What I appreciated most is that Calder isn't content to let the romance do all the work. There's actual machinery here — succession crises, political brinkmanship, a survival plot, a mystery — and it keeps the pages turning in a way a lot of the genre doesn't bother with. The banter does a lot of heavy lifting too. The Heir's fish-out-of-water bewilderment is genuinely funny, the enemies-to-lovers sparring in Pair has real heat, and the chemistry generally crackles instead of just being asserted. These move.
Does the whole thing stretch credibility? Constantly. An insurance rep ascending to the throne, a couple of politicians outrunning armed terrorists, the sheer convenience with which various plots resolve — none of it survives a hard squint. But here's the thing: the books aren't asking you to squint. They know exactly what they are, they commit to the bit, and they move fast enough that you're three chapters past the eye-roll before you can register it. If you need your romance grounded in something resembling consequence, this isn't your series.
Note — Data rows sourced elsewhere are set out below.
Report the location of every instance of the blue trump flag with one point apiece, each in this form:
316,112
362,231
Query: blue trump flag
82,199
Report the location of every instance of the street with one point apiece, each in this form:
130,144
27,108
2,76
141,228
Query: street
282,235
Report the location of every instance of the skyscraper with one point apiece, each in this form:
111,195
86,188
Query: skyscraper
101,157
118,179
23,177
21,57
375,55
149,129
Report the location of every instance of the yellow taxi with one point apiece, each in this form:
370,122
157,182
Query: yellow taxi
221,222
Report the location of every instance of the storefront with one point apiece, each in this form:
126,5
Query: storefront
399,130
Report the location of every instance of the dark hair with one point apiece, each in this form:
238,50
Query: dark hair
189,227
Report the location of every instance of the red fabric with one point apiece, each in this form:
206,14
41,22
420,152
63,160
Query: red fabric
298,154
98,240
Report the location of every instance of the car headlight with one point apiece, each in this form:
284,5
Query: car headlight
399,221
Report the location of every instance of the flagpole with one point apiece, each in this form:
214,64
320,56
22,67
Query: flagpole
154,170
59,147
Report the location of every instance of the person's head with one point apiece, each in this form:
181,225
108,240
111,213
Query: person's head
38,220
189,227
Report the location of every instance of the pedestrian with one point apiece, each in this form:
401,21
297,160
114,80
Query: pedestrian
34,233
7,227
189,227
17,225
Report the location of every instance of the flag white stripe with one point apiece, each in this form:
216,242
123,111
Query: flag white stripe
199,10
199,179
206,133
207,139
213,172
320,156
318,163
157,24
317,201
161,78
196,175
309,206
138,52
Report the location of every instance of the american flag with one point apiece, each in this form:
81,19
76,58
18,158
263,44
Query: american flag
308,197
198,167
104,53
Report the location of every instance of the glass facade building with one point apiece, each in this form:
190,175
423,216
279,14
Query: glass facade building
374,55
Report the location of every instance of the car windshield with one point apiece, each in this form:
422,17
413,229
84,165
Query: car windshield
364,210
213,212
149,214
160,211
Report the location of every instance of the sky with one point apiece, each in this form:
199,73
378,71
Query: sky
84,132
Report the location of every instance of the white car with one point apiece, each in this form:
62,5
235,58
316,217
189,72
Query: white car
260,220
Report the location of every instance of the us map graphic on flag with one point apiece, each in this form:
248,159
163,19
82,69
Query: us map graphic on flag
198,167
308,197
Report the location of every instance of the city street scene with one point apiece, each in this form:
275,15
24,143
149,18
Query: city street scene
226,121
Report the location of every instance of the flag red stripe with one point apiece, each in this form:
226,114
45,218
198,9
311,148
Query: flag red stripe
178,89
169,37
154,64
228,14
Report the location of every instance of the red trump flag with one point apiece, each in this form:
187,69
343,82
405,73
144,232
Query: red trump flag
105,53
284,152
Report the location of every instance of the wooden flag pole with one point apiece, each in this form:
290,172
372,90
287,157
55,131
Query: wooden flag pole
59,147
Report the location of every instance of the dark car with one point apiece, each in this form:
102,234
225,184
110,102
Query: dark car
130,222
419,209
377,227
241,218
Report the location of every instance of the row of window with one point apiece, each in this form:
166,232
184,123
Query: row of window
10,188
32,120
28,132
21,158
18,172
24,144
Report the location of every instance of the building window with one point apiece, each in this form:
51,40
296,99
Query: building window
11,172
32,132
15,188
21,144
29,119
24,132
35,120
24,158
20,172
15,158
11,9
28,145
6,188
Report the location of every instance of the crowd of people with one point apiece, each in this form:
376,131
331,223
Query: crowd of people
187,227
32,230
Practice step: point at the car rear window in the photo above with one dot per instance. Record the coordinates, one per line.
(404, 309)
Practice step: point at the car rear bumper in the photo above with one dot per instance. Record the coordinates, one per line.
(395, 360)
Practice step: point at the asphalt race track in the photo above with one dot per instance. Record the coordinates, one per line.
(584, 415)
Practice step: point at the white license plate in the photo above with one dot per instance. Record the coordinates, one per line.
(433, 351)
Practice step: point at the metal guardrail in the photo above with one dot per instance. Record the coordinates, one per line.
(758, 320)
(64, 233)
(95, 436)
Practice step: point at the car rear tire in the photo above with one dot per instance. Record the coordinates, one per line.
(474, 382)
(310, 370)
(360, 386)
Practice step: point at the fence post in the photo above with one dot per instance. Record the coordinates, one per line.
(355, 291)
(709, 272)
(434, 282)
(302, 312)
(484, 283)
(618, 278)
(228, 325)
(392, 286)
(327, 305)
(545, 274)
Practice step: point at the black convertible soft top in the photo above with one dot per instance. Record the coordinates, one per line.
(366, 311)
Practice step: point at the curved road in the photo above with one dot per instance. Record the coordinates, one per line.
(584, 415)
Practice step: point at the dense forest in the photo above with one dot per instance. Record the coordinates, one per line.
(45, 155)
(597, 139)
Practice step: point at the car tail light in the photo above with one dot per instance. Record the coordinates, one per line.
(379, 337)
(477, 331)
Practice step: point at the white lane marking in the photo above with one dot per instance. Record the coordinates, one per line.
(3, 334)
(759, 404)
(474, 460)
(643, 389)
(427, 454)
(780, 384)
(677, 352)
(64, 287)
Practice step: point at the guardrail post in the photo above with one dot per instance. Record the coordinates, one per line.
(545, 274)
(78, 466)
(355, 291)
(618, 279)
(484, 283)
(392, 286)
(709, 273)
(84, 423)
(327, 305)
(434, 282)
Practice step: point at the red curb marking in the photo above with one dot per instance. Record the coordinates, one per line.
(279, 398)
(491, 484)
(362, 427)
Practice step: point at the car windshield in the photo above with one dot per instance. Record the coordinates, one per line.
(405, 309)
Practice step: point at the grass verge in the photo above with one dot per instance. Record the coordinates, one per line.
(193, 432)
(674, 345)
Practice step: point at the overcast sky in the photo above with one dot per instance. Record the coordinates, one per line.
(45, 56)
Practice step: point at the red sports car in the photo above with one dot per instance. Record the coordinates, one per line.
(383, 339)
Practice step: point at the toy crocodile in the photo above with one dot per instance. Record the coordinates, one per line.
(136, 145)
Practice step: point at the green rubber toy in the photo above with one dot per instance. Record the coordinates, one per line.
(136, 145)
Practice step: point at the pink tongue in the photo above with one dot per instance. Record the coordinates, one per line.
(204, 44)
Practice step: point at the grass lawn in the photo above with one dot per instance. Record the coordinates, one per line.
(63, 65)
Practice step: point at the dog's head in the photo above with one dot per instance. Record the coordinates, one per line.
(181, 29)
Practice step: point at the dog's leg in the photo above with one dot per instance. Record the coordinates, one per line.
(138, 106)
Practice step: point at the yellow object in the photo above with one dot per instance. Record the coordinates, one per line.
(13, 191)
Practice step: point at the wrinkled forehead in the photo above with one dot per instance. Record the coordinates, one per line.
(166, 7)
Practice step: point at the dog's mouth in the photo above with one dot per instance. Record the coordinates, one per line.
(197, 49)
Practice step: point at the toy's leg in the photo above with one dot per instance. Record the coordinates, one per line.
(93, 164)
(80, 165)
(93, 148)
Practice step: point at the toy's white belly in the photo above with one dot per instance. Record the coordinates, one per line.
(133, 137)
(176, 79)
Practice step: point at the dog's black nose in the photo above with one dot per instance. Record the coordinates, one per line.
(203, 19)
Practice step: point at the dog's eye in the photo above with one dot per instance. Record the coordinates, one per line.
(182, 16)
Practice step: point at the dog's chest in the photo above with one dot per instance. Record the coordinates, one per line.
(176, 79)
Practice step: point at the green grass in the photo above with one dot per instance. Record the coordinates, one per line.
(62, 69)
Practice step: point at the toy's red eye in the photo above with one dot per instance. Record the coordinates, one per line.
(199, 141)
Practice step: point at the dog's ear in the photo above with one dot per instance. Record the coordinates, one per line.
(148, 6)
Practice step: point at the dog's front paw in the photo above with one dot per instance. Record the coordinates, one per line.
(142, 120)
If you can meet a book on its own terms, it's a delight.
A couple of honest caveats. The Unlikely Spare runs long — north of 400 pages — and you feel it; it could've moved with more of the snap the first two have. It also leans into some commentary about the British Empire's history that landed fine with me but struck a few readers as preachy, so consider yourself warned depending on your tolerance for that. And as always: taste is taste. What reads as charming abandon to me might read as too silly to you.
So: a solid B+. Not the kind of book that'll haunt you, and not trying to be. But smartly plotted, genuinely funny, and a lot more enjoyable than it has any business being. Worth your time — especially the kind of time you'd otherwise spend doomscrolling.